After three rooms lined with mud-brick, Wegner and his Penn Museum team unearthed a limestone burial chamber. Its pale walls were painted with vivid goddesses and faded hieroglyphics that spelled out a name: Woseribre Senebkay.

Who?

Wegner began poring through lists of Egyptian kings. Senebkay wasn’t in any of the records, yet he was clearly a ruler—or as the text on his tomb put it, “the king of Upper and Lower Egypt, the lord of the two lands, and the son of [sun god] Ra.” After a day of intensive research, Wegner and his team pieced together the magnitude of their find: they’d unearthed a previously unknown Egyptian ruler from 1650 BCE, and with him, proof of a long-forgotten dynasty.

“It’s a pretty exciting discovery and it’s been very illuminating,” says Wegner, an associate curator at the Penn Museum and associate professor in the Department of Near Eastern Languages and Civilizations. “Suddenly a lot of things about the site really start to make sense and come into focus.”

Abydos has been the focus of Wegner’s work since his grad-student days at Penn in the early 1990s.

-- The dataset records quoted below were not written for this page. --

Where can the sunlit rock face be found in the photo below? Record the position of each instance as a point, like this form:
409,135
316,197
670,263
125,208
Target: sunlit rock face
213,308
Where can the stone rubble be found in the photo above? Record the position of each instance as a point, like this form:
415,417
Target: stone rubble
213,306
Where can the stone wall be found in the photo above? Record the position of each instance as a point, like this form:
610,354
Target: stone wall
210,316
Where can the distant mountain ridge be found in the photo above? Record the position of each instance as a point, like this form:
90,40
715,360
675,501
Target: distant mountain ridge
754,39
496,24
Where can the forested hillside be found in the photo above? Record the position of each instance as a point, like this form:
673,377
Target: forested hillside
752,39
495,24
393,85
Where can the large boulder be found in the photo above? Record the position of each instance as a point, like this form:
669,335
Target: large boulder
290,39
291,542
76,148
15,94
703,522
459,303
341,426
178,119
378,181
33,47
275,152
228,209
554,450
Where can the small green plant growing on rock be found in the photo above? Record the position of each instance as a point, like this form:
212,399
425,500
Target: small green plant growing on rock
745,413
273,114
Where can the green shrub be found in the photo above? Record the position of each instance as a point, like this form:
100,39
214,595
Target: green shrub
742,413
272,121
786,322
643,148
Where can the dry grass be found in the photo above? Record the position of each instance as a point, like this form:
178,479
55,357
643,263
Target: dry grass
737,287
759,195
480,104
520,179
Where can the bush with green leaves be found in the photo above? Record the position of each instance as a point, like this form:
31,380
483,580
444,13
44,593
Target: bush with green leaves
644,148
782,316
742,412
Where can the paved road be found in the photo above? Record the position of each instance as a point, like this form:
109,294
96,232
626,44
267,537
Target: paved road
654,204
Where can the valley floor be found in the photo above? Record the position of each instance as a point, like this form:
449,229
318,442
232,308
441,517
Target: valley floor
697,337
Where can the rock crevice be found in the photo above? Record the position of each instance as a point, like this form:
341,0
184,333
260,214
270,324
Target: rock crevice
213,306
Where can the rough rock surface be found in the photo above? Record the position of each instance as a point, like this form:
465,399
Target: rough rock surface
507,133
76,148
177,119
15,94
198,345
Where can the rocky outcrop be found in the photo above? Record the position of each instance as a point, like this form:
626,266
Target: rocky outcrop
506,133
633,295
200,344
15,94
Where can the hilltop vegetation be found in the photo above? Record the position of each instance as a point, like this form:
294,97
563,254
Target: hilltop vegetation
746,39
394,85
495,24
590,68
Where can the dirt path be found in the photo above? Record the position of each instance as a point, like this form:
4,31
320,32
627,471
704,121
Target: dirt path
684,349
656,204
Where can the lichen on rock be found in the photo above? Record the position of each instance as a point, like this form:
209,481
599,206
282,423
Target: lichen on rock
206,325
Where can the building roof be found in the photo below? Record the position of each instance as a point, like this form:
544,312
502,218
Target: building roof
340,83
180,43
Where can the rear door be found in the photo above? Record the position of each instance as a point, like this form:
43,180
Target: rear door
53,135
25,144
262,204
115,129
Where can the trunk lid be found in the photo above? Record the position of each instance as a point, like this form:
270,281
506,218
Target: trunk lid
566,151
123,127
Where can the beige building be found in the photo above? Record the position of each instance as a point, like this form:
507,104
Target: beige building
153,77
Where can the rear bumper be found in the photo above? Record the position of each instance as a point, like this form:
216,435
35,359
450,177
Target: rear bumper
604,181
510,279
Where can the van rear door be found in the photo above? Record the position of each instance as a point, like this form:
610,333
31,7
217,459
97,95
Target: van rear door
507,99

He’s helped dig up all sorts of things there over the years, from an 1850 BCE mayor’s home [“Gazetteer,” Nov| Dec 1999] to a highly decorated “birth brick” [“Gazetteer,” March|April 2003]. Last summer, Wegner and his Penn Museum team found two unidentifiable tombs in South Abydos, each with a partial mummy inside. “With the discovery of Senebkay in January, we realized that those other tombs probably also belonged to rulers of this Abydos Dynasty,” Wegner says. In fact, the team had found an ancient cemetery that holds at least 19 pharaohs, all from a dynasty scholars hadn’t been sure even existed.

Standing about 5-foot-10, Senebkay was probably the first or second king of the Abydos Dynasty, which spanned from about 1650 to 1600 BCE. For many years, discussions of those decades—known as Egypt’s Second Intermediate Period—focused on a conflict between the Hyskos and Theban dynasties. Senebkay proves that, as Egyptologist K. Ryholt first theorized in 1997, a third dynasty was also active in that time: Abydos.

“The Second Intermediate Period is a very problematic era in ancient Egyptian history,” Wegner says. “It’s a period of conflict, territorial fragmentation, and political fragmentation. The details haven’t been well known, but it’s a really pivotal time because very shortly afterward a series of political events led to the foundation of Egypt’s great empire, the New Kingdom. With this [Abydos] dynasty we just discovered, we’re getting a glimpse into some of the economic and political realities of ancient Egyptian society.”

Based on what his group found in Senebkay’s burial chamber, Wegner believes the Abydos Dynasty faced financial challenges from its limited territory and trade links. The tomb “belonged to a king who is clearly of fairly modest means,” he adds. Its limestone blocks were snatched from earlier monuments rather than newly quarried, and the cedar wood used in the canopic chest was taken from the tomb of a king who’d been buried nearby 150 years earlier. “They were opportunistically using materials from local kings’ tombs and monuments,” Wegner says, “acting almost like tomb robbers themselves.”

Wegner has already started planning for his next trip to Egypt in May. “We’re hoping to tackle issues of chronology and longevity with this group of kings,” he says. “If we get more tombs like Senebkay’s, we may have an actual sequence for the dynasty.” The team will also begin using carbon-dating on the mummies and burial items they’ve already excavated from the three Abydos tombs.

Meanwhile, he’ll keep searching for the next big discovery. “We’re hoping that the royal women are buried nearby somewhere, which is typical of a royal necropolis, so we may find some queens’ tombs,” Wegner says. “And courtiers and government officials are usually somewhere in the orbit of the royal necropolis as well.”

Depending on what they manage to unearth, and decode from tomb inscriptions, “we may be able to piece together quite a bit of information about this particular place from this lost dynasty,” he adds.